More than 120,000 Afghans were air-lifted out of Afghanistan earlier this year after U.S. troops withdrew from the country and the Afghan government fell. Tens of thousands are still waiting at military bases. A State Department spokesperson said the prioritization is part of Operation Allies Welcome, a Department of Homeland Security initiative to resettle vulnerable Afghans and those who helped the U.S. during its two decade-long war in Afghanistan.

Between Oct. 29 and Jan. 11, the resettlement program will prioritize getting those families to new homes in the U.S., including refugees with Special Immigrant Visas, those with urgent or family reunification cases and those who already have travel arrangements. 

"This temporary prioritization of new bookings will allow resettlement agencies and community partners to provide necessary services to the Afghans that will be leaving U.S. safe havens in the coming weeks and months as well as to receive refugees already booked for travel in November and December," the spokesperson said in an email. 

Tucson City Council member Steve Kozachik says of some 2,000-3,000 Afghans expected to come to Arizona, around 500-600 will resettle in Tucson.

"So they show up here eligible for things such as food stamps and some emergency rental assistance, but it’s all temporary stuff," he said. 

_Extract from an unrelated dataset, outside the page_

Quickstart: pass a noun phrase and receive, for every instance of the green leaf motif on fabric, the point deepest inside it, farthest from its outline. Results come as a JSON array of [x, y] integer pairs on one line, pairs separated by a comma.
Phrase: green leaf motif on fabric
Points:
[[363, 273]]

Kozachik says traditional refugee resettlement happens with a lot of planning, but Afghan families arriving now are coming quickly and often without essentials like housing in place. He is working with resettlement agencies to find landlords in Tucson who are willing to work with families on permanent housing solutions and taking donations for food, clothing and other items.

He says he wants more federal funds would help bridge the gap in Tucson communities.